BAR HARBOR -- Genetic research conducted at The Jackson Laboratory has identified a protein in mice that may play a fundamental role in the critical process of "wiring" the central nervous system during vertebrate embryonic development.

The abnormalities observed in mouse models bred at the Laboratory with mutations in the rcm (rostral cerebellar malformation) gene involve significant disruption of neuronal migration during development of the brain. Such genetic mutations in human brain development are known to result in disorders including epilepsy and severe mental retardation.

The study -- led by Susan L. Ackerman, Research Scientist at The Jackson Laboratory -- is reported in the April 24 issue of the journal Nature under the title, "The Mouse Rostral Cerebellar Malformation Gene Encodes an UNC-5 like Protein." Co-authors are Leslie P. Kozak, Stefan A. Przyborski, and Barbara B. Knowles, all of The Jackson Laboratory; and Laurie A. Rund, University of Illinois, Urbana, and Bert B. Boyer, University of Alaska, Fairbanks, both formerly of the Laboratory.

"This will have an impact on our understanding of how the human brain develops," says Dr.

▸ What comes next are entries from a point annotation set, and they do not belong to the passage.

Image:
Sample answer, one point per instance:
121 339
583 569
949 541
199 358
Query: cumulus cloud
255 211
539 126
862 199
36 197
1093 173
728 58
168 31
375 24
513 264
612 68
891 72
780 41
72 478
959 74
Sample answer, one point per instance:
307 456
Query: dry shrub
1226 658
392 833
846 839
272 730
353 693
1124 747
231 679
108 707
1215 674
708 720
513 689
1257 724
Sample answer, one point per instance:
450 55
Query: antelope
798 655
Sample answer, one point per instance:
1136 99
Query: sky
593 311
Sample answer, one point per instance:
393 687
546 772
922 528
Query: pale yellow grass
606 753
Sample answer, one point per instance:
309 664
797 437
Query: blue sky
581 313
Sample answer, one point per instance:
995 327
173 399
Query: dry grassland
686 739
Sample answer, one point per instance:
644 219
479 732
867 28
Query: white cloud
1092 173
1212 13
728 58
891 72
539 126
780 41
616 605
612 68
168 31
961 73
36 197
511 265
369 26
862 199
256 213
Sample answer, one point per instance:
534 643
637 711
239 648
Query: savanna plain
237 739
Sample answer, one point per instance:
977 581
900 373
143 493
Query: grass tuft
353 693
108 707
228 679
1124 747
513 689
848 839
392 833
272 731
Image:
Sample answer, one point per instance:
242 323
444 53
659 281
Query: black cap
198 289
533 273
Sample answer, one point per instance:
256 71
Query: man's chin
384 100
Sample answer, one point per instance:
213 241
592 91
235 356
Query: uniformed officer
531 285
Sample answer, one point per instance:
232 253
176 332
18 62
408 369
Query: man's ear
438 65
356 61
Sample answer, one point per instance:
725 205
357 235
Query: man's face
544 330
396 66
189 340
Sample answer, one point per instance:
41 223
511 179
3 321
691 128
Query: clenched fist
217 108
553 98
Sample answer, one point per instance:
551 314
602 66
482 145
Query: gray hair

Ackerman. "This mouse mutant is unique in that it has cerebellar neurons in a completely different region of the brain. Our results support a fundamental role for the rcm protein in critical migratory events during cerebellar development."

Research in mice and other animals has shed light on the complex process of central nervous system development. Billions of neurons from "nurseries" deep within the brain are born and differentiated at specific times and migrate to precise locations in the central nervous system, where they are wired into the intricate circuit that assures the proper functioning of the brain.

But sometimes the migratory process goes astray, with neurons failing to reach the proper destinations and instead forming jumbled-up concentrations in other regions of the brain. In humans, this can result in conditions such as lissencephaly, or "smooth brain," in which the cerebral cortex lacks the normal surface texture. Lissencephalic children seldom survive, suffering severe mental retardation and seizures from birth.

The scientists report in Nature that the rcm mouse exhibits a dramatic reduction in cerebellar size and in cerebellar folding; that ectopic cerebellar cells are present in midbrain regions by three days after birth; and that postnatal cerebellar neuronal migration abnormalities are present. The mouse is also ataxic, or stumbling, in its gait.

The rcm gene is a member of a newly described family of vertebrate homologues of unc-5 (uncoordinated), a protein that has been found to be essential for normal cell migration during the development of the worm, C. elegans, which suggests an evolutionary conservation of gene function between invertebrates and mammals.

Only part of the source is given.